Every new business starts with a dream, but as consumers we generally only see the finished product.

This month’s “It’s My Business” will focus on that initial spark of inspiration felt by an entrepreneur.

Meet Old Lyme resident Rachel Fearnley whose chic, free-spirited clothing line Fria, along with partners Sarah Foley and Debra Boardman, will launch in Spring 2020.

All of you bring so much to the table. Can you share a bit about each of your professional backgrounds?

Fearnley: Early in her career, Debra (Boardman) was one of the head patternmakers for a women’s swimsuit manufacturer in New Haven, and she also had her own line of children’s dresses. Sarah (Foley)is a nurse in addition to an extensive background in sales, marketing, and comedy where she worked in business development for Comedy Central. (The entrepreneurial spirit runs in the family as her cousin is the Founder/CEO of Peloton.)

I was a co-founder of a winery in Connecticut and then channeled my passion for marketing and design into my current business, dreamscapes design group located in downtown Essex.

You describe Fria as free-flowing, freestyle women’s fashion. What inspired the line?

Fearnley: We were inspired by shoreline living. The three of us really wanted to create something that targeted women 35-60 who are young spirited and want to look and feel beautiful. Women who are traveling more, trying to spend more quality leisure time with fashion that can take you from the beach to lunch.

Tell me about the name Fria?

Fearnley: Fria is a Spanish word which describes a free spirited woman who loves the outdoors.

What were the first steps in creating Fria?

We started with patterns which Deb designed. We also talked to store owners that we love and getting an idea of what sells, and the price points that work.

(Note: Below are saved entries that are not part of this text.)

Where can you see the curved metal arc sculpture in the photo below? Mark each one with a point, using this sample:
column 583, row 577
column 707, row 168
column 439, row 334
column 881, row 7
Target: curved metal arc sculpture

So you do all the designing yourselves? Yes! Our first samples were made by Deb and later, we had further samples made by a seamstress. We wanted to do more in terms of detailing and sourcing fabrics.

Speaking of fabrics, how does the process of finding them work when you’re starting out? It’s really hard to find the right fabrics at the right price point that you can do on small lots because we are not mass producing. Our patterns are very simple, and we want quality fabrics. We found a few different fabric manufacturers that are family owned that get what we’re trying to do. They’re in the U.S. and Canada.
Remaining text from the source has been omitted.